Benny Benke
suaramerdeka.com
Debra Yatim, aktifitas perempuan itu pelan, dan takzim mulai melagukan salah satu nukilan novel Pendar Jingga di Langit Ka’bah. Dalam iringan gitar akustik, gitar melodi, dan seorang nasyid yang bersenandung, larik demi larik petilan novel karya Naimah Herawati Hizboel itu menawarkan kenglangutan. Tak berapa lama kemudian, tepat pada iringan musik yang mulai meninggi, nada Yatim pun meninggi, sebelum akhirnya menyudahi pembacaan pertama atas novel itu.

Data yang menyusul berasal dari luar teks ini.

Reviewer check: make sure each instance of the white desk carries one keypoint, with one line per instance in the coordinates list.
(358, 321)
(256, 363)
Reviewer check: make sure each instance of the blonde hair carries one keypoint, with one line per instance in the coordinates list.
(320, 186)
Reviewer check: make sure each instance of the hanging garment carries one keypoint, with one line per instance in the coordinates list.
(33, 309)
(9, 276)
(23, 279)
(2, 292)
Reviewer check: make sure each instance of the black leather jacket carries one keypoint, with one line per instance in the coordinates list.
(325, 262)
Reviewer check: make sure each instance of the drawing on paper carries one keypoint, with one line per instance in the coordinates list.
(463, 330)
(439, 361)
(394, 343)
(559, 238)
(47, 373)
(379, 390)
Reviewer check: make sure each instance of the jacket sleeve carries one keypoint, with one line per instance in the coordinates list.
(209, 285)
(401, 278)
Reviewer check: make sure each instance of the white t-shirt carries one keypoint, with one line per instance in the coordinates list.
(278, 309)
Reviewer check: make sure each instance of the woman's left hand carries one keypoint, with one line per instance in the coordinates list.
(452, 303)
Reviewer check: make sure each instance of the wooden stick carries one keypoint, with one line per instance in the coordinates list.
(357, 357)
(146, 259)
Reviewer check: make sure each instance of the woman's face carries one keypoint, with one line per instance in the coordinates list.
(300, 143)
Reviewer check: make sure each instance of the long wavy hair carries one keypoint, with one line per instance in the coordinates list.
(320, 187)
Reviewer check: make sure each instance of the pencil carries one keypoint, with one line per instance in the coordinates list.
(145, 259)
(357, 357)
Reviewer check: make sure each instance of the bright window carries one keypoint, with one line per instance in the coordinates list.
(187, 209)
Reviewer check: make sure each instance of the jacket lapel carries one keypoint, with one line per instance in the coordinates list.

Demikianlah, jika sejumlah aktivis perempuan, dan cerpenis sekelas Kurnia Effendi memaknai novel memoar itu, dengan cara melagukan. Lagu yang mereka bawakan, tentu saja tidak seketat titi nadanya sebagaimana lagu pada umumnya. Namun, membaca novel dengan cara melagukan, dalam iringan musik hidup, ternyata masih menyenangkan.
Meski dalam beberapa hal, cara pelaguan itu, sebagaimana dikatakan pemerhati musik Ipik Tanoyo, tak ubahnya musikalisasi puisi. Yang kerap dipertontonkan dalam rilis-rilis buku puisi para penyair, semacam rilis CD kumpulan puisi Hujan Bulan Juni, milik Sapardi Djoko Damono. Atau musikalisasi puisi milik Romo Mudji Sutrisno.
Untuk kasus Pendar Jingga, yang dimata Kurnia Effendi secara isi tidak istimewa-istimewa amat, alias biasa saja itu, ternyata juga tetap menyimpan sesuatu untuk dikabarkan. Karena, ujar dia, sebuah karya dalam bentuk apapun, jika dibuat dalam semangat kesadaran untuk mengabarkan kebaikan, ”Pasti tersimpan pencerahan,” katanya di Jakarta, Senin (10/5).
Pencerahan itulah, yang coba dilagukan atas novel Pendar Jingga. Pendar Jingga adalah karya kreatif Herawati. Wartawan, penulis, dan produser sejumlah program seperti Sketsa Seni yang diputar salah satu stasiun TV sepanjang 26 episode. Kemudian program Titik Balik sepanjang 65 episode, dan Gaya Q sepanjang 13 episode. Dari ketekunannya itulah, sebuah karya novel perdana lahir. Yang kemudian dilagukan sesuai pemahaman yang melagukannya. Sebuah lagu bebas, untuk sebuah novel yang juga bebas dibaca siapa saja, kata Herawati.